Strategies on Finding "Free" Award Travel

By Mike Grasso
You've spent months, perhaps even years flying around the country and throughout the world. In return, you've earned yourself a mountain of airline miles. Now it's time to redeem them for "free" award travel. It sounds simple, but rarely is. Consumers, now more than ever, complain the airline frequent flyer programs are limiting availability of "free" seats, forcing customers instead to purchase tickets or fly at inconvenient times. But for the motivated traveler, willing to dedicate time, "free" tickets can still be found. Here are some recommendations:
  • If your airline has no award availability, ask them if their alliance partners have any. For instance, if your airline is part of the Star Alliance Network and you want to fly from San Francisco to Frankfurt, check availability on United, U.S. Airways, Continental and Lufthansa. You can even mix and match, such as United to New York-JFK, then Lufthansa onward to Frankfurt. A search for this type of routing and mixed carriers is usually not possible online, therefore you must call your airline to help build you an itinerary.
  • Book as far in advance as possible. Many airlines allow award bookings up to 330 days before departure date!
  • If at first you don't find award availability, keep on checking. People change their mind and cancel travel plans, which may open up an award seat when you least expect it.
  • Be realistic. If you are a family of four and want to redeem tickets on the same flight, your chances are pretty slim. Consider booking two family members on one flight, the other two on a different one. Then, call the airline and ask for the last two family members to be waitlisted on the earlier flight; if seats open up, they can be automatically confirmed - and everyone in the family rides together. Oh Joy!
  • Consider First or Business class cabins. People are amazed this is within reach to the masses. The key is to look at your airlines tier system for award travel. For instance, on Delta a "medium" level domestic award ticket in economy costs 40,000 miles, while a "low" level domestic award ticket in First Class can be had for just 5,000 miles more.

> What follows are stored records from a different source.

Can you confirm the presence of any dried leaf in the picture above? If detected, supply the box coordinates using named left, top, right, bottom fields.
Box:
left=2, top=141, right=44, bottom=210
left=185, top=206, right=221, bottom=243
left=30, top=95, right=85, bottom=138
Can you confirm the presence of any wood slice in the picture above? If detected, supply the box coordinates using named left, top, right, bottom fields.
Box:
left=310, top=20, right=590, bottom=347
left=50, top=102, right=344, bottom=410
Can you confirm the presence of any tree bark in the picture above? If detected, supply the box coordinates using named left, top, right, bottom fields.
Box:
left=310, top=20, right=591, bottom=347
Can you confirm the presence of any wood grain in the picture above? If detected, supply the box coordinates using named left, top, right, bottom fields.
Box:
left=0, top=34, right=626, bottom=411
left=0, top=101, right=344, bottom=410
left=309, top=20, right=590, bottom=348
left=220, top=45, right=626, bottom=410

Although the "low" first class awards are more capacity controlled (harder to find), they are out there, even when coach seats are priced at a premium.
Hopefully these tips are useful and you find a good use for those hard-earned miles.

By the way, the "free" in quotations is intentional. We have long done away with a truly free award ticket. At the very least, most airlines pass on a $10 government fee to customers. Some airlines pass all the taxes, fees and fuel surcharges, which can amount to hundreds of dollars. Nonetheless, it is at least a highly discounted way to travel.